Washington has pumped out trillions of dollars in recent years for pandemic relief, clean-energy projects and more, selling Treasurys to finance soaring budget deficits. The snowballing debt, coupled with the highest rates in more than two decades, pushed government interest expenses to a seasonally adjusted annual rate of nearly $1.1 trillion, according to first-quarter figures from the Commerce Department. 

That is income for cash-rich companies or Americans who park savings in money-market funds, where 5% annual returns can turn into a surprise five figures.

For Delores McKinley, a retired accountant in Fort Lauderdale, Fla., the low-risk investments “kind of sit there and then, when I do my taxes, I say, ‘Oh, I made all this money.’ ”

Andy Constan, chief executive of the investment consulting firm Damped Spring Advisors, said the higher government-bond payouts likely boosted Americans’ overall spending. But with the Fed signaling additional rate hikes are unlikely, the growth in that income is expected to slow sharply. 

Meanwhile, higher borrowing costs are hitting more small businesses that need loans, prospective home buyers who seek mortgages and lower-income Americans who pile up credit-card debt. 

“At this stage, it’s much farther tilted to higher interest rates hurting the economy,” Constan said. 

Big savers such as Jane Bertani are still holding cash in case the Fed’s inflation fight starts biting in earnest. “If the market falls, you need to have something as a backup,” said the retired occupational therapist from Minnetonka, Minn. 

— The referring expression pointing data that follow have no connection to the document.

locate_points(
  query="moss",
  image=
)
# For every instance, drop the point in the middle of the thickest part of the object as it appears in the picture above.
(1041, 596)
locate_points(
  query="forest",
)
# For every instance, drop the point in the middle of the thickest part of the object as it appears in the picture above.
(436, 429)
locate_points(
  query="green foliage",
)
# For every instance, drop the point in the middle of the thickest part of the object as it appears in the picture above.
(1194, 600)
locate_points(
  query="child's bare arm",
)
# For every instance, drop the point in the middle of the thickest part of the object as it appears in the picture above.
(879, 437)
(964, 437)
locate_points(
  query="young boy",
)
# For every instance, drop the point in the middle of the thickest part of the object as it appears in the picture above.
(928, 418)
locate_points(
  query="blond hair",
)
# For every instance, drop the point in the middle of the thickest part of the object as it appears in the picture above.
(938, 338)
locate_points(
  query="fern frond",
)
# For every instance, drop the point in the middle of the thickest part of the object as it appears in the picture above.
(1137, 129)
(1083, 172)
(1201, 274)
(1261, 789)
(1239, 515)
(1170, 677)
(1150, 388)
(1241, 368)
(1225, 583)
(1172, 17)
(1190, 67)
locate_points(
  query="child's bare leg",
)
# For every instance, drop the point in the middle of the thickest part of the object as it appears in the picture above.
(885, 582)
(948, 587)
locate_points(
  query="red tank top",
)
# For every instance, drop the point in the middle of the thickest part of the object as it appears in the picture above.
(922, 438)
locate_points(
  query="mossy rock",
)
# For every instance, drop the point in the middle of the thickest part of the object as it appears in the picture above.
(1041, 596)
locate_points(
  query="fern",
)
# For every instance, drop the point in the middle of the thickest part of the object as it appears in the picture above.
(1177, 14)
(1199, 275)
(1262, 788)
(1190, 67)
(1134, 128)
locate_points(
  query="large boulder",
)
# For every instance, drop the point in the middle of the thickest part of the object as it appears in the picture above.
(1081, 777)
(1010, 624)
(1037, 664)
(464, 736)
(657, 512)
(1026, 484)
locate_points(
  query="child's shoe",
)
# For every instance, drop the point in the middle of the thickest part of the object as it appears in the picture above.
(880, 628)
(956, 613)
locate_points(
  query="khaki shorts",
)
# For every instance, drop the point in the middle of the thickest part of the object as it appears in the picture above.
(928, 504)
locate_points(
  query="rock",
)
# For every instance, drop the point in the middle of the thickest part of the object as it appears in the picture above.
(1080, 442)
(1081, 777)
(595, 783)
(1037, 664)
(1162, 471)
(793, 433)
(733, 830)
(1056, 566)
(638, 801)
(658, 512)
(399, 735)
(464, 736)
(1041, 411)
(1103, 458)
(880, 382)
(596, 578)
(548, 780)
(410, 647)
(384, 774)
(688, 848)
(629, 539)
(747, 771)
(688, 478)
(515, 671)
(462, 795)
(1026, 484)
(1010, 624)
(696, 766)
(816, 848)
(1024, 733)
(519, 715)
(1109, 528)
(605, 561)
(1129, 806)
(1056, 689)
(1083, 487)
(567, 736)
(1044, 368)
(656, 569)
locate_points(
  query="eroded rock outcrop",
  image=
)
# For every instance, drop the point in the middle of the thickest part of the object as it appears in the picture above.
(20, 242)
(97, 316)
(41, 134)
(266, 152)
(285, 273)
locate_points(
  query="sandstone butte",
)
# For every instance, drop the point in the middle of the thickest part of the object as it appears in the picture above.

For now, Bertani and her husband, a retired dentist, are still playing the market through individual accounts geared toward specific expenses, such as taxes and travel. The pair, who occasionally splurge on $20 Wagyu burgers at a nearby restaurant, recently went over their monthly food budget—a spending result that Bertani attributes to inflation. 

A separate investment account for miscellaneous expenses had them covered. “When and if we need money, we can go to that account,” Bertani said. “I realize that most people don’t have the time or resources to do that. Fortunately, we do.”